Anabolic Steroids (Metenolone) Improve Muscle Performance and Hemodynamic Characteristics in Cardiomyoplasty

Dirk Fritzsche, MD, Ralf Krakor, MD, Gerhard Asmussen, PhD, Ralf Widera, PhD, Paul Caffier, MD, Julia Berkei, MD, Markus Cesla, MD

Clinic for Cardiovascular Surgery, University of Leipzig, Leipzig, Germany

Accepted for publication November 22, 1994.

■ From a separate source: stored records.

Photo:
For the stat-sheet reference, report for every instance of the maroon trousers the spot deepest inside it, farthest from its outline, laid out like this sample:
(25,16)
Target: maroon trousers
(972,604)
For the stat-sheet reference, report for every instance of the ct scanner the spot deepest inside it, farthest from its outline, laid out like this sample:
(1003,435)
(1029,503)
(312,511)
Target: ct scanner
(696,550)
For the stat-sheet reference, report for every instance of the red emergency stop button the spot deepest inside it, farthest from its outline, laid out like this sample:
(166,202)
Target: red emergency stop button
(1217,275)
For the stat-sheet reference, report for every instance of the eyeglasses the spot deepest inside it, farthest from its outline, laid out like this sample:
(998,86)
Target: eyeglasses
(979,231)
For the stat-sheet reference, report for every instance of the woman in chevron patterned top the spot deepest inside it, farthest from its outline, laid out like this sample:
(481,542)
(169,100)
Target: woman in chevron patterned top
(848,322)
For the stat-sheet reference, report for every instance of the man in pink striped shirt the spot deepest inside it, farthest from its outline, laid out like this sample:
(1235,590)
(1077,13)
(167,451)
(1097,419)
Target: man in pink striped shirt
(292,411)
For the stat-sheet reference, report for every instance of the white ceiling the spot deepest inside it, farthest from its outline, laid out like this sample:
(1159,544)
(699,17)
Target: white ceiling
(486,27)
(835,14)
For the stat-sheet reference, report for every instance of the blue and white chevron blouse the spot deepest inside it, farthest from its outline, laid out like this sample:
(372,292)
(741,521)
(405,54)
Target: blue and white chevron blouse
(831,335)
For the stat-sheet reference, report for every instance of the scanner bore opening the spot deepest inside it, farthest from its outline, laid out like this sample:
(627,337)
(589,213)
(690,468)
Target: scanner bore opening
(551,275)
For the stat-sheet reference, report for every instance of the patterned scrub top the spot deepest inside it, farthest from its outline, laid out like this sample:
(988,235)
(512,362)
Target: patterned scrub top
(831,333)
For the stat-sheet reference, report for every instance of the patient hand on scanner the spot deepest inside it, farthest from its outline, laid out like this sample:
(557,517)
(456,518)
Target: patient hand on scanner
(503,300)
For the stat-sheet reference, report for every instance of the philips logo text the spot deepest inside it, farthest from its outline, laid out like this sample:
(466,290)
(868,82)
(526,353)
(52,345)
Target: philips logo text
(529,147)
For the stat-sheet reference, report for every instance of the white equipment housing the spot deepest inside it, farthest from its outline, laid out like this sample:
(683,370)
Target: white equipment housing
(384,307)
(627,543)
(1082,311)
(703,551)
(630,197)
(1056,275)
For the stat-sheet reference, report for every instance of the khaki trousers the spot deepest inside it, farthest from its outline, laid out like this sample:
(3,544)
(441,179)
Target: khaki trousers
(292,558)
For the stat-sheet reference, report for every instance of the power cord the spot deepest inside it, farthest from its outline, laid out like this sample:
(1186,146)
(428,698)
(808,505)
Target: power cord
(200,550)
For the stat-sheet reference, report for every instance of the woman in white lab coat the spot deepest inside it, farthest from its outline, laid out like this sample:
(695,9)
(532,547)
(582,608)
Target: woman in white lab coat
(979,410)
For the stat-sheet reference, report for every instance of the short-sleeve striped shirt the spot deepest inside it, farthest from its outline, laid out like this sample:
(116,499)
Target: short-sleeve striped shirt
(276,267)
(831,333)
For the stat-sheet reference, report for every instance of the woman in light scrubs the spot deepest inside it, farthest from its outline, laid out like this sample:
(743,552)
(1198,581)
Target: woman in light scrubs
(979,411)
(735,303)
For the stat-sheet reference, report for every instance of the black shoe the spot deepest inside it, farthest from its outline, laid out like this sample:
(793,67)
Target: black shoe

The loss of force and mass in the conditioned latissimus dorsi muscle are principal reasons for the poor improvement in hemodynamic functioning attained by cardiomyoplasty. Using 24 sheep, we investigated the effect of anabolic steroids on the hemodynamic, histologic, and myophysiologic characteristics in the setting of cardiomyoplasty. In 12 of the animals (group A), the latissimus dorsi muscles were electrically conditioned with an Itrel pulse generator; in the remaining 12 animals (group B), the electrical conditioning was combined with the administration of an anabolic hormone (metenolone; 100 mg/week). The hemodynamic measurements were performed during isolated perfusion of the subclavian artery (maintenance of pressure in the muscles), while all other circulation variables were held at the exact and reproducible value of zero by inducing ventricular fibrillation. Maximum force and muscle mass showed a significant increase in group B (maximum force: group A, 4.23 ± 0.55 kp, and group B, 6.0 ± 3.14 kp; muscle mass: group A, +11.07% ± 1.06%, and group B, +79.9% ± 40.8%). The ratio of type I to type II fibers after 12 weeks was 65.2% to 34.8% in group A and 96.7% to 3.3% in group B, as opposed to 19.9% to 80.1% in the control group. No side effects of the anabolic steroids were observed during the experiment. In the hemodynamic studies, we were able to demonstrate a further significant increase in the left ventricular pressure, fractional fiber shortening value, ejection fraction, stroke volume, cardiac output, and stroke work when using conditioned latissimus dorsi muscles that were additionally treated with metenolone. In our reproducible heart failure model, the administration of anabolic steroids led to an acceleration of the fast-to-slow transformation, an increase in the force capacity and muscle mass of the conditioned latissimus dorsi muscles, as well as an improvement in hemodynamic functioning, while the pharmacologic effects remained confined to the chronically stimulated muscle. It seems likely, therefore, that anabolically conditioned latissimus dorsi muscles can help cardiac insufficiency in two ways. On the one hand, they can produce a significant direct increase in contractility. On the other hand, the considerable increase in thickness can be expected to cause a reduction in wall tension and in myocardial oxygen consumption according to Laplace's law.